ここはとある下町の工業地帯、町はずれにはどぶ川が流れている。
空気のにごった、どんよりした空。
他人事はほおっておきそうな、それでいてすべてを突き放そうとしないような、時間を気にしない人々が行き交う、そんな町だった。

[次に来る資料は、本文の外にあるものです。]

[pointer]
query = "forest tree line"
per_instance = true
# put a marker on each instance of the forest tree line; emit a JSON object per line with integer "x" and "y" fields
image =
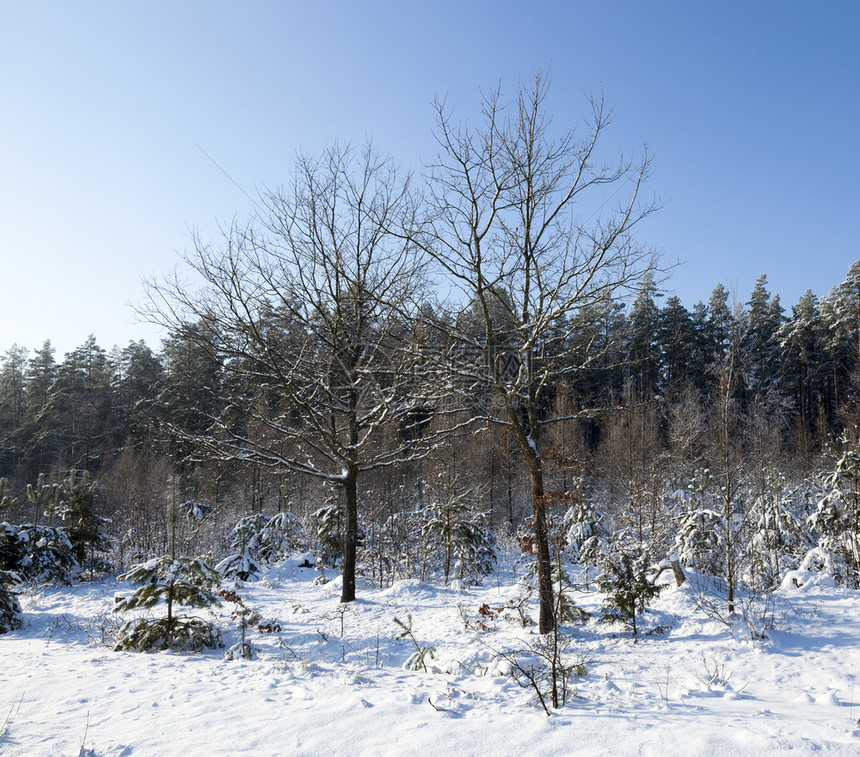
{"x": 647, "y": 406}
{"x": 377, "y": 341}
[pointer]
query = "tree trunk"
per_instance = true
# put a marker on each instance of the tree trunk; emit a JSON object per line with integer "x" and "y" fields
{"x": 546, "y": 622}
{"x": 350, "y": 536}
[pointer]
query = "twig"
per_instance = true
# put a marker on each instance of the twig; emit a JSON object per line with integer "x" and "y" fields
{"x": 13, "y": 711}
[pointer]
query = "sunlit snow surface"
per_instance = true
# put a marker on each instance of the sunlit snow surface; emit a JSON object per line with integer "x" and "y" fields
{"x": 333, "y": 682}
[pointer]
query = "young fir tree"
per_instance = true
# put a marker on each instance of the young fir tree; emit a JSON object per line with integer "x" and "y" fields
{"x": 10, "y": 610}
{"x": 627, "y": 588}
{"x": 176, "y": 582}
{"x": 453, "y": 532}
{"x": 329, "y": 528}
{"x": 837, "y": 519}
{"x": 584, "y": 533}
{"x": 87, "y": 530}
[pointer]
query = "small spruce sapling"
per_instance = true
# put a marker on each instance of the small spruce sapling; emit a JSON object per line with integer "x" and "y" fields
{"x": 627, "y": 588}
{"x": 246, "y": 618}
{"x": 178, "y": 582}
{"x": 86, "y": 529}
{"x": 418, "y": 659}
{"x": 454, "y": 533}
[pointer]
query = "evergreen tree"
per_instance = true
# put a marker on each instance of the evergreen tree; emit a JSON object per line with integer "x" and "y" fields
{"x": 801, "y": 341}
{"x": 837, "y": 518}
{"x": 720, "y": 324}
{"x": 643, "y": 350}
{"x": 175, "y": 582}
{"x": 758, "y": 345}
{"x": 454, "y": 533}
{"x": 87, "y": 530}
{"x": 38, "y": 553}
{"x": 244, "y": 563}
{"x": 778, "y": 539}
{"x": 626, "y": 587}
{"x": 78, "y": 412}
{"x": 13, "y": 409}
{"x": 10, "y": 609}
{"x": 137, "y": 383}
{"x": 698, "y": 543}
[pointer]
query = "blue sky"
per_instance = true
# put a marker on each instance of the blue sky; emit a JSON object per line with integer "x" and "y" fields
{"x": 752, "y": 109}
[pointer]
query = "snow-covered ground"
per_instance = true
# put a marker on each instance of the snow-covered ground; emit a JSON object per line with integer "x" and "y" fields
{"x": 332, "y": 679}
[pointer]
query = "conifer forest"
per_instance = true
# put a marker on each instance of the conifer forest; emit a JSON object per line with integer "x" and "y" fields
{"x": 439, "y": 449}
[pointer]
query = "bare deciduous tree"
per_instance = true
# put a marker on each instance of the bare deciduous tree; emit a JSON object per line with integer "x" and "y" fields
{"x": 521, "y": 227}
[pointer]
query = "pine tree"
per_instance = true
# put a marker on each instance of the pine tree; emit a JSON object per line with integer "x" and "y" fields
{"x": 837, "y": 518}
{"x": 244, "y": 563}
{"x": 87, "y": 530}
{"x": 38, "y": 553}
{"x": 10, "y": 609}
{"x": 626, "y": 587}
{"x": 698, "y": 543}
{"x": 177, "y": 582}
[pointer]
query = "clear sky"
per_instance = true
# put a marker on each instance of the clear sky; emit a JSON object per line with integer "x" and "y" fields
{"x": 752, "y": 109}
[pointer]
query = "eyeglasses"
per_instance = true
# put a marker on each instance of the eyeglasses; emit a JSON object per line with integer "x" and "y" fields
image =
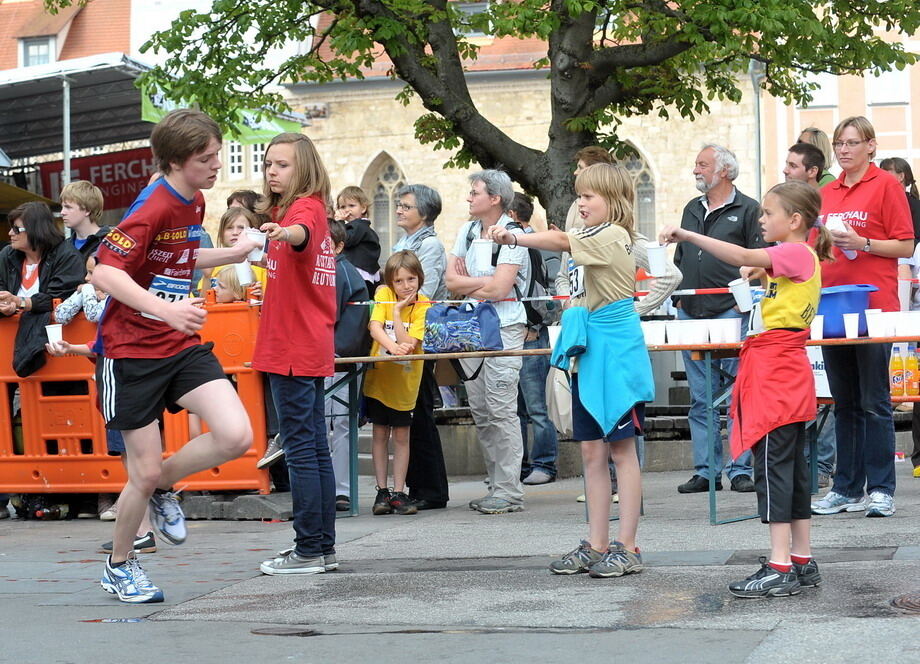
{"x": 838, "y": 145}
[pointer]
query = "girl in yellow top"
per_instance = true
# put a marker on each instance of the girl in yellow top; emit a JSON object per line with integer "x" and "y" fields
{"x": 775, "y": 390}
{"x": 391, "y": 388}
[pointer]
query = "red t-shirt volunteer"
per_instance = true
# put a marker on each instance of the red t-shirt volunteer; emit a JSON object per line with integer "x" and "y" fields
{"x": 298, "y": 314}
{"x": 157, "y": 245}
{"x": 875, "y": 207}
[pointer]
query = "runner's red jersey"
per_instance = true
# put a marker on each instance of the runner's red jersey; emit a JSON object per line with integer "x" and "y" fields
{"x": 876, "y": 208}
{"x": 156, "y": 244}
{"x": 298, "y": 314}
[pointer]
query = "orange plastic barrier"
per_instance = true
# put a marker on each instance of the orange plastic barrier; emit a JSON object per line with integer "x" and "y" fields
{"x": 58, "y": 445}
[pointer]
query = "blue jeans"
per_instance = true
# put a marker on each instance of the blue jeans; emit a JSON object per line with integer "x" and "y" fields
{"x": 532, "y": 408}
{"x": 827, "y": 444}
{"x": 696, "y": 379}
{"x": 300, "y": 405}
{"x": 858, "y": 378}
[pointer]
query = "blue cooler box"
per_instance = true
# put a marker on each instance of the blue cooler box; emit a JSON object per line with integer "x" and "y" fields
{"x": 839, "y": 300}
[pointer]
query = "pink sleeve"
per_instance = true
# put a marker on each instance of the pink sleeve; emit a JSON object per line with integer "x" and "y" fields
{"x": 792, "y": 260}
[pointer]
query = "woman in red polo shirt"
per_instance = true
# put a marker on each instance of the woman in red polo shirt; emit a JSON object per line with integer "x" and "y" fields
{"x": 876, "y": 231}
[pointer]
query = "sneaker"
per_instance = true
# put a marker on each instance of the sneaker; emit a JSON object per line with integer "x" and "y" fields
{"x": 616, "y": 562}
{"x": 767, "y": 582}
{"x": 880, "y": 504}
{"x": 273, "y": 452}
{"x": 142, "y": 544}
{"x": 167, "y": 517}
{"x": 382, "y": 502}
{"x": 742, "y": 484}
{"x": 493, "y": 505}
{"x": 402, "y": 504}
{"x": 538, "y": 476}
{"x": 293, "y": 563}
{"x": 129, "y": 582}
{"x": 698, "y": 484}
{"x": 833, "y": 503}
{"x": 330, "y": 562}
{"x": 807, "y": 574}
{"x": 579, "y": 560}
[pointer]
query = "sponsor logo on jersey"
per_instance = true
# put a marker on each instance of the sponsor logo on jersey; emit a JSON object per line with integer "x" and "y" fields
{"x": 119, "y": 242}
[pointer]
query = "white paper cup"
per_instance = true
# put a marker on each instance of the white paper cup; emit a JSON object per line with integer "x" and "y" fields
{"x": 243, "y": 273}
{"x": 654, "y": 332}
{"x": 876, "y": 323}
{"x": 817, "y": 327}
{"x": 741, "y": 289}
{"x": 260, "y": 239}
{"x": 55, "y": 333}
{"x": 657, "y": 258}
{"x": 851, "y": 325}
{"x": 481, "y": 252}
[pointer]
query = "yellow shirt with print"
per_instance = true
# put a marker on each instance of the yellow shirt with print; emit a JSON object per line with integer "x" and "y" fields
{"x": 395, "y": 384}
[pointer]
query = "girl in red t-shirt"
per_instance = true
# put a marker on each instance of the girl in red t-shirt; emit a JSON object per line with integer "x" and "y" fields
{"x": 295, "y": 342}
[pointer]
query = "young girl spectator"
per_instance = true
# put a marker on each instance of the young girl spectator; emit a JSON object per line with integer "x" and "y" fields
{"x": 612, "y": 375}
{"x": 295, "y": 344}
{"x": 391, "y": 388}
{"x": 774, "y": 391}
{"x": 362, "y": 246}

「しゅーっ!!」蒸気とともに川沿いに小型車のタイムマシンが現れる。
犯罪者、坂田信夫、マシンから降り立つ。
「あーっ、さっきはヤバかったぜ。あのデカ、撒くのに苦労しちまった。おかげでタイムマシン型車にうっかり乗っちまった!」
坂田、まだ息が切れてる
「・・・ここは・・・どこだ?何年なんだ?」
坂田の横を太ったエプロン姿のおばちゃんが通り過ぎる
「すみませーん、あのっ。ここ、どこですか?」
「東岸町だよ。アンタ道にまよったの?」
「え、あ、はい。あのっ、日本ですよね?」
おばちゃん、なんだろねえこの人はと言う顔をした。
「そうだよー、どっからきたんだい?」
「あ、はい。2050年から・・・」
と言ってはっとわれに返り
「あ、いえ。どこか泊まるところはないかと思って」
おばちゃん、うーん。としばらく考えて
「ここら辺はホテルはないのよー。そうだ。うちは下宿屋なんだけど
ちょうど部屋があいてるのよ。1日でも2日でもどうぞ。安くしとく
よ。」
「はい、助かります」
工場の寮が並ぶ細かい通りに「月並壮」はあった。
木造の下宿屋で2階建てで今にもこわれそうな雰囲気があった。
おばちゃんは坂田を部屋に案内して鍵を渡しながら
「じゃ、坂田さん、あんたの部屋はここね。乗ってきた車は駐車場のはしっこにいれといていいから。・・・それと、悪いんだけど、
前金に1万もらってもいい?ここのルールなんで」
「あ、は、はい」
坂田、あわててごそごそとポケットをさぐる
「これで・・・」1万円札を出す。
「ちょっとちょっと、アンタ!冗談よしておくれよ!こんなおもちゃみたいなお札よこして!」
1万円札にはめがねのぽっちゃりしたおじさん
「ドクター門松」の肖像画がついていた。
「え?ホンモノですよ。コレ。」
「う〜ん・・・こんなお札見たことないよ。わるいけどコレじゃ
ダメだよ。」
(えーっ?マジかよ!!)坂田平静を装いながら「そう・・・ですか・・・」
「いいよいいよ。しばらく待っててあげるから。じゃ、何かあったら言ってね」
そういい残しおばちゃんは2階の管理人室に去っていった。